The newspaper article was about a language even more obscure than Irish: Wampanoag. It’s a language used by the Indians who were living in my neighborhood (literally) when the first colonists arrived, who fought those settlers in King Phillip’s War, and who can still be found in parts of Massachusetts (in fact, they toyed with opening a casino in my town, and still hold an option on over 500 acres of land). The director of the Wôpanâak Language Reclamation Project, Jessie Little Doe Baird, is the grant recipient.

Even though the language is not in current use, and hasn’t been since late in the nineteenth century, it lives on in a lot of New England place names. The Wampanoag tribe, now much reduced in numbers, does make consistent efforts to sustain and pass on their cultural traditions. Baird will use the grant to record surviving records in Wampanoag, and will try to establish a school where children can learn the language.

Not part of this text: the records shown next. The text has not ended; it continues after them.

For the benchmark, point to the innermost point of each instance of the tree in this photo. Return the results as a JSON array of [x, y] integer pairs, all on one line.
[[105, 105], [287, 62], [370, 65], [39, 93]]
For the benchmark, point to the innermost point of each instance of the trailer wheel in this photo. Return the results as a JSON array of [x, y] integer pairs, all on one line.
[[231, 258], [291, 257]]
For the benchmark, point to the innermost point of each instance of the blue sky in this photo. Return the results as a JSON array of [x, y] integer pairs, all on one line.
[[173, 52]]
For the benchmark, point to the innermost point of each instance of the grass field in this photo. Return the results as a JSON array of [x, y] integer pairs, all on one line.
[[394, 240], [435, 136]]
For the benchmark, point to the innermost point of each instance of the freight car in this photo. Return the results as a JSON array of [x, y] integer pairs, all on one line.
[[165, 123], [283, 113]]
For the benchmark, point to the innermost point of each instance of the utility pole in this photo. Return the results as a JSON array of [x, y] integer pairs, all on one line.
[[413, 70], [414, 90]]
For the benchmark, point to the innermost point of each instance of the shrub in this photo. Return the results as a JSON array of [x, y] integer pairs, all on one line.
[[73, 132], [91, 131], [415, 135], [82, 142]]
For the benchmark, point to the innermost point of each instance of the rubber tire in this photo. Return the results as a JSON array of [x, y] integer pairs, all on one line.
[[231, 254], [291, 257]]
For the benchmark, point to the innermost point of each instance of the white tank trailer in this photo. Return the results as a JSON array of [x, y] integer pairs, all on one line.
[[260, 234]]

She has been teaching her own daughter to speak Wampanoag since birth—possibly the only child to do so for more than a century.

In a peculiar twist, I knew something about the Wampanoags before I ever moved to Massachusetts. When I worked at The Historical Society of Pennsylvania, I was asked to write a brief pamphlet about the dramatic actor Edwin Forrest (1806-1872), whose collections were housed there. One of Forrest’s efforts to support his craft was to sponsor a play-writing competition beginning in 1828. The first winner was John Augustus Stone, whose submission was Metamora; or, The Last of the Wampanoags, which Forrest produced and starred in for many years. (Sad to say, despite this success Stone committed suicide by jumping into the Schuylkill River in Philadelphia a few years later.) The play was based on the life story of the Wampanoag chief Metamora.

I think we all are impoverished when a language vanishes forever. Any language reflects the values and character of its speakers, and I salute Jessie Little Doe Baird for fighting for her heritage, and the MacArthur Foundation for supporting her.